Purpose of the Study:

  • To investigate the variability and dynamics of HIV-1 gene expression among individual proviral clones within a polyclonal population.
  • To identify host and viral factors, including integration site characteristics, that influence HIV-1 expression states.
  • To elucidate the mechanisms driving HIV-1 population dynamics, such as clonal expansion and epigenetic regulation.

Main Methods:

  • Tracking hundreds of individual proviral clones using unique genomic "zip codes" across multiple rounds of replication.
  • Utilizing a GFP reporter in the nef gene to quantify proviral expression (GFP+ vs.
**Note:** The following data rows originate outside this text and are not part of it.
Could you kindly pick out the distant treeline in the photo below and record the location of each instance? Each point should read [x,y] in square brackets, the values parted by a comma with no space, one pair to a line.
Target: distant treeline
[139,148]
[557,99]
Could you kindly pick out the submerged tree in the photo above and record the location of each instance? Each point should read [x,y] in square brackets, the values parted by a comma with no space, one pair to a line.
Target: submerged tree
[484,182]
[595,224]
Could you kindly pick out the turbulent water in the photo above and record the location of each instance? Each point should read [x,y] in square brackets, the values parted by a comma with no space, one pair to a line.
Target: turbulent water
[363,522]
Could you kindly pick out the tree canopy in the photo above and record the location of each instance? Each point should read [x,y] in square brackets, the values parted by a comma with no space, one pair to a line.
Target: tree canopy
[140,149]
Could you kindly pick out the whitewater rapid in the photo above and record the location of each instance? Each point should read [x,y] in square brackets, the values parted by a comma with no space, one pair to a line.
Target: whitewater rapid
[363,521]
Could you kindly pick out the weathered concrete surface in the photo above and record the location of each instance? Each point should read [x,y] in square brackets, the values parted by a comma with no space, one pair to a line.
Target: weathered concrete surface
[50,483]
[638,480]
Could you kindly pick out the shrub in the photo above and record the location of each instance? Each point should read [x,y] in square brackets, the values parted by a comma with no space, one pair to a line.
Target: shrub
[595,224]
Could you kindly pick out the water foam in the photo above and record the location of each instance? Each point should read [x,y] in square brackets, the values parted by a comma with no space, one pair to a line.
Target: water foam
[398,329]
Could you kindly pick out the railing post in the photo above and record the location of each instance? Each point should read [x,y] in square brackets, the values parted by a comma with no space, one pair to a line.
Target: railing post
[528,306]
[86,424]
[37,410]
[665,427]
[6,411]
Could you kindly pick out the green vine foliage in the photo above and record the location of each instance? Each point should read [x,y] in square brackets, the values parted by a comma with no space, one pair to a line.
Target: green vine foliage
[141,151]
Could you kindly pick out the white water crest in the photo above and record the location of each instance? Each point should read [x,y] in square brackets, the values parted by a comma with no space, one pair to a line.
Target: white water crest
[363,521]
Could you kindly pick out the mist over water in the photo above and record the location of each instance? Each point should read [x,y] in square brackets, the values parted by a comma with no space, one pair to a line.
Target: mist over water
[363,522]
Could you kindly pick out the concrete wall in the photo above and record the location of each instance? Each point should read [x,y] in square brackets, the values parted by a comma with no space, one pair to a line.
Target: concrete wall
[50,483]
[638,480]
GFP-) within individual clones.
  • Analyzing integration site features (orientation, proximity to repressive histone marks like H3K9me3) and correlating them with expression phenotypes and clonal expansion rates.

Main Results:

  • HIV-1 proviral inactivation during reverse transcription was rare; however, clonal expansion and expression states varied widely.
  • Distinct clone-specific variations in the proportion of actively expressing (GFP+) and non-expressing (GFP-) cells were observed, spanning three orders of magnitude.
  • Proviral expression exhibited phenotypic oscillations (on/off switching), yet clones maintained stable equilibrium mixtures of GFP+ and GFP- cells.
  • Integration in the sense orientation of host genes and proximity to repressive H3K9me3 marks correlated with lower GFP+ proportions.
  • Clones with lower GFP+ frequencies expanded more rapidly, suggesting differential clonal expansion contributes significantly to population dynamics.

Conclusions:

  • HIV-1 gene expression demonstrates significant temporal and quantitative variability among proviral clones, independent of metabolic or cell-type specific factors.
  • Cell-intrinsic regulatory layers, including epigenetic modifications at integration sites and differential clonal expansion, play a critical role in shaping HIV-1 population dynamics.
  • These findings provide insights into the complex regulation of HIV-1 persistence and offer potential targets for therapeutic intervention.